In den vergangenen Jahrzehnten hat es enorme Fortschritte im Bereich von Virtual Reality gegeben. Virtuelle Umgebungen können heute mit photorealistischen Grafiken, Hifi-Sound und sogar haptischen Erfahrungsmöglichkeiten wiedergeben werden. Nicht möglich war es bisher jedoch, sich in diesen virtuellen Welten ungehindert in alle Richtungen zu bewegen. In der Regel konnten die Nutzer per Maus oder Joystick durch diese Umgebungen navigieren oder mit einer Monitorbrille ausgestattet in einer Richtung auf einem Laufband marschieren. Das entspricht aber überhaupt nicht der natürlichen Art und Weise, wie wir uns in Städten oder Gebäuden bewegen und orientieren. Umgekehrt sind Virtuelle Welten eine geeignete Methode, um genau dieses Navigieren des Menschen unter quasi-natürlichen Bedingungen zu untersuchen. Für die Wissenschaftler vom Max-Planck-Institut für biologische Kybernetik in Tübingen beginnt deshalb die Arbeit auch erst jetzt.

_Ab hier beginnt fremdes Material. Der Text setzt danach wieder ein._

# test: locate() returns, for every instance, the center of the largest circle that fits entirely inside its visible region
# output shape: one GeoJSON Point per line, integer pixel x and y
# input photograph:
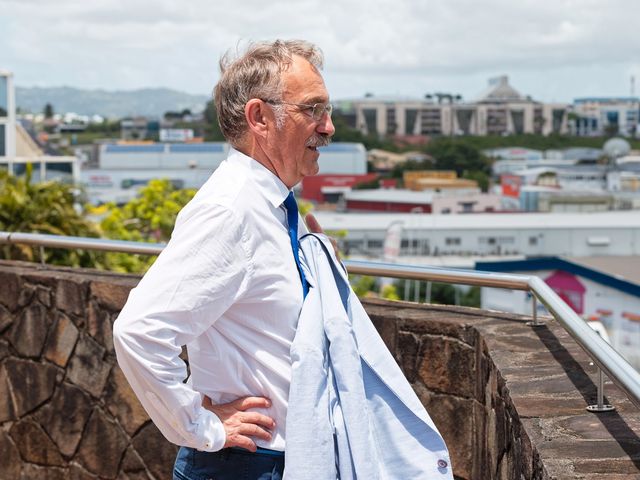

Mit dem Cybercarpet steht ihnen die weltweit erste wirklich nutzbare sogenannte omnidirektionale Plattform zur Verfügung, auf der man ungehindert in jede Richtung durch virtuelle Umgebungen laufen kann. Die Konstruktion der Plattform lag in Händen von Forschern des Instituts für angewandte Mechanik der TU München. Sie fanden eine Reihe neuer mechanischer Lösungen für einen gleichmäßigen und sicheren Betrieb des Cybercarpets, der wie die überdimensionierte Kette eines Raupenbaggers aussieht. Dabei bestehen die Glieder dieser Kette aus einzelnen Laufbändern, die sich zusätzlich senkrecht zur Bewegungsrichtung der Raupenkette bewegen. Vorwärts-, Rückwärts- und Seitwärtsbewegungen ergeben in der Summe ein Fließband, dessen Fläche sich nun in alle Richtungen bewegt. Damit sich das Laufen auf der Plattform auch natürlich anfühlt, haben Wissenschaftler der Universität Rom einen Kontrollalgorithmus entwickelt, der die Reaktion des Laufbandes in Abhängigkeit vom Verhalten des Nutzers steuert. Die Beschleunigungen, denen der Nutzer ausgesetzt wird, sollen so gering wie möglich sein und ein normales Gehen zulassen. Maßgeblich für die Entwicklung dieses Algorithmus waren Ergebnisse aus Wahrnehmungsexperimenten am Tübinger Max-Planck-Institut. Theoretische Modelle für eine optimale Kontrolle der Plattform stammen von Informatikern der TU München - am Lehrstuhl für Steuerungs- und Reglungstechnik hat man bereits umfangreiche Erfahrung bei der Steuerung komplexer Robotersysteme gesammelt.

Damit die Versuchsperson nicht nach wenigen Schritten über den Rand der Plattform abstürzt, muss der Kontrollalgorithmus wissen, wo sich die Person auf der Plattform befindet. Dazu entwarfen Wissenschaftler der Eidgenössischen Technischen Hochschule in Zürich vom Institut für Bildverarbeitung ein Tracking-System. Dabei registrieren mehrere im Raum positionierte Kameras die Bewegung der Versuchsperson. Sie sind an ein Analyseprogramm gekoppelt, das nicht nur die Position der Probanden, sondern auch ihre Gesten bzw. Körperhaltung erkennt. Diese werden in Sekundenschnelle aufgezeichnet und analysiert. So kann der Rechner beispielsweise erkennen, wenn der Proband die Klinke einer virtuellen Tür betätigt.

Und die Welt, die sich dahinter verbirgt? Die stammt aus den Labors der Computer Vision Group der ETH Zürich. Die Forscher befragten Archäologen, besuchten die Ausgrabungsstätten in Italien und werteten Zeichnungen und Fotos aus, um ein möglichst realistisches Bild vom alten Pompeji 79 vor Christus und damit vor Ausbruch des Vesuvs zu entwerfen. Mit Hilfe ihrer Visualisierungssoftware können aber genauso gut futuristische Metropolen oder andere Umgebungen erzeugt werden. Möglich also, dass diese neue Laufplattform irgendwann einmal auch dazu dient, das Training von Sportlern zu unterstützen oder virtuelle Übungen zu gefährlichen Feuerwehreinsätzen zu ermöglichen. "Aber auch andere Einsatzmöglichkeiten sind durchaus denkbar", so Marc Ernst, der Leiter des EU-Projekts. "Zum Beispiel in der Medizin für die Rehabilitation von motorischen Störungen oder zur Unterstützung von Städteplanern und Architekten, die mit ihren Kunden die virtuellen Bauten schon einmal vorab begehen möchten."